Un santo patrono che torna a parlare alla città, non dall’alto di un affresco ma attraverso musica, teatro, testimonianze e le domande dei ragazzi. È questa l’ambizione del San Vittore Festival, che torna per la quarta edizione, con un programma che si estende dalla prima settimana di maggio fino al 16 del mese. Alla conferenza stampa erano presenti tra gli altri il prevosto di Varese monsignor Gabriele Gioia, il sindaco Davide Galimberti, l’assessore alla cultura Enzo Laforgia e il coordinatore del festival Mauro Pramaggiore.

Il tema scelto per il 2026 è “La Pace che il nostro cuore desidera“: non pace come semplice assenza di guerra, ma come bisogno interiore e forza costruttiva.

«San Vittore è patrono non solo della basilica, ma della città intera – ha detto il prevosto – quindi questo è un appuntamento che coinvolge non solo la nostra comunità cristiana parrocchiale, ma tanti altri aspetti della vita cittadina». Gioia ha evocato l’immagine dei santi come figure che rischiano di restare immobili e lontane — statue, affreschi, oggetti di devozione — finché qualcosa non le fa parlare di nuovo.

È quello che capitò a San Damiano, dove un giovane che cercava un senso alla propria vita sentì una voce: quel giovane era Francesco d’Assisi, di cui quest’anno ricorrono gli 800 anni dalla morte. «Penso che il festival di San Vittore abbia un po’ questa efficacia: far parlare ancora oggi le figure dei santi – continua don gabriele Gioia –  Non è solo il pretesto per mettere insieme alcune iniziative, ma vuole rispondere all’interrogativo se queste figure lontane nel tempo abbiano ancora qualcosa da dire al nostro tempo, coinvolgendo dimensioni diverse della vita sociale e umana: l’arte, la solidarietà, l’ascolto di esperienze».

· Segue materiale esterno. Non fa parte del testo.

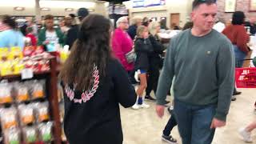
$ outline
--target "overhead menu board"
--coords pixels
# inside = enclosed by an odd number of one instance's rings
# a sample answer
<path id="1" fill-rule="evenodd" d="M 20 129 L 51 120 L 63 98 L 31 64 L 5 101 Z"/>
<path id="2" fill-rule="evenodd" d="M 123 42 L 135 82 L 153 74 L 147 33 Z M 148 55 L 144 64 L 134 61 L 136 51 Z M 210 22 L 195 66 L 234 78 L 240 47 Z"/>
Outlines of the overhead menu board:
<path id="1" fill-rule="evenodd" d="M 134 8 L 162 6 L 165 4 L 166 4 L 166 0 L 133 0 Z"/>

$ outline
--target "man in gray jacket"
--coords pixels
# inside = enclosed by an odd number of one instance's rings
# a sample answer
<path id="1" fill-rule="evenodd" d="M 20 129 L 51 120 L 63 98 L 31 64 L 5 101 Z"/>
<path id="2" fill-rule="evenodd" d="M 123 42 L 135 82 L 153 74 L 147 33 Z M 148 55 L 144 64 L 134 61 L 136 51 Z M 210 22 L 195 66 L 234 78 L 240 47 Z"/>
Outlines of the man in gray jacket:
<path id="1" fill-rule="evenodd" d="M 216 0 L 194 0 L 192 29 L 171 40 L 157 90 L 156 111 L 164 114 L 164 101 L 173 77 L 174 114 L 183 144 L 210 144 L 215 128 L 226 125 L 234 82 L 232 45 L 213 30 Z"/>

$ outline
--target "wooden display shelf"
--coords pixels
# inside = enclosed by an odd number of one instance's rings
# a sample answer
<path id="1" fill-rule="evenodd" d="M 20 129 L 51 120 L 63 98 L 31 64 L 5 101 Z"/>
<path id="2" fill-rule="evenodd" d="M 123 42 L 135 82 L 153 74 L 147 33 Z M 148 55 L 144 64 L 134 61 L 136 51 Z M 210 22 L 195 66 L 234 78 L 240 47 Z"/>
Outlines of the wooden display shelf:
<path id="1" fill-rule="evenodd" d="M 60 122 L 59 107 L 58 102 L 58 78 L 57 70 L 58 66 L 56 58 L 53 57 L 50 58 L 50 70 L 47 71 L 35 72 L 31 79 L 46 79 L 46 95 L 50 106 L 50 114 L 51 119 L 54 122 L 54 143 L 62 143 L 62 126 Z M 6 79 L 8 82 L 22 81 L 21 74 L 12 74 L 6 76 L 0 76 L 0 79 Z M 30 79 L 28 79 L 30 80 Z"/>

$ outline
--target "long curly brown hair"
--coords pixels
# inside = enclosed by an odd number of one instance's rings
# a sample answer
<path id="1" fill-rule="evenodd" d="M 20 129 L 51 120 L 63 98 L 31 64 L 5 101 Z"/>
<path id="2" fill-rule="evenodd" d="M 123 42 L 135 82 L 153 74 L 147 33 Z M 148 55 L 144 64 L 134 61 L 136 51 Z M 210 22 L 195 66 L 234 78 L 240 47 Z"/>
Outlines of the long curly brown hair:
<path id="1" fill-rule="evenodd" d="M 78 38 L 59 74 L 64 84 L 75 84 L 78 90 L 88 90 L 93 84 L 94 65 L 100 77 L 104 77 L 111 58 L 110 28 L 110 21 L 102 15 L 90 14 L 82 21 Z"/>

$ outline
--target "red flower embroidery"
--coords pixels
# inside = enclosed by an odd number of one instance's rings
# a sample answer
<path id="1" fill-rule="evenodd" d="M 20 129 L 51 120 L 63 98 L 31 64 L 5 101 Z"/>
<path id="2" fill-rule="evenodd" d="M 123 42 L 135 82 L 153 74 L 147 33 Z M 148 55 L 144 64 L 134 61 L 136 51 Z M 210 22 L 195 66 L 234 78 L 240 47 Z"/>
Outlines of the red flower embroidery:
<path id="1" fill-rule="evenodd" d="M 87 101 L 89 101 L 96 93 L 97 89 L 98 88 L 98 84 L 99 84 L 98 70 L 97 69 L 97 66 L 95 65 L 94 66 L 93 78 L 94 78 L 94 85 L 92 86 L 90 90 L 86 90 L 82 93 L 80 99 L 74 98 L 75 85 L 74 85 L 73 90 L 71 90 L 68 85 L 66 85 L 65 92 L 66 94 L 66 96 L 70 98 L 70 100 L 73 101 L 74 103 L 80 103 L 80 104 L 82 104 L 82 102 L 86 102 Z"/>

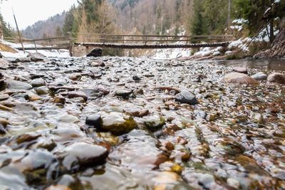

Il prevosto ha voluto sottolineare in particolare «il coraggio delle scelte non omologate»: San Vittore rinunciò a una carriera nell’esercito romano per salvaguardare i propri ideali; Francesco fece scelte che al suo tempo sembravano incomprensibili, persino folli, e arrivò a cercare la pace là dove altri portavano le crociate. «Oggi, nella nostra storia, questo coraggio lo dobbiamo avere», ha concluso Gioia, «e anche nel piccolo della nostra città il festival può essere un’occasione propizia per mandare messaggi».

San Vittore festival

L’iniziativa nasce dalla collaborazione di numerose realtà associative cittadine — tra cui il Decanato di Varese, la Famiglia Bosina, la cooperativa Ballafon e la compagnia teatrale Splendor del Vero — con il patrocinio della Provincia di Varese e dell’Università dell’Insubria, in partenariato con il Comune e con il contributo di Fondazione UBI.

IL PROGRAMMA DEL FESTIVAL

Si apre domenica 3 maggio con la fiaccolata dal Santuario di Santa Maria del Monte alle 6.15, seguita dal conferimento della Girometta d’Oro al Salone Estense (ore 10) e dalla Messa solenne in Basilica con il tradizionale Faro di San Vittore e il premio Mamma dell’Anno. Dal 2 al 9 maggio, nella Chiesa della Brunella, sarà visitabile la mostra “Io, frate Francesco“, realizzata a cura dei Frati Minori della Porziuncola di Assisi nell’ambito delle celebrazioni per l’ottavo centenario francescano.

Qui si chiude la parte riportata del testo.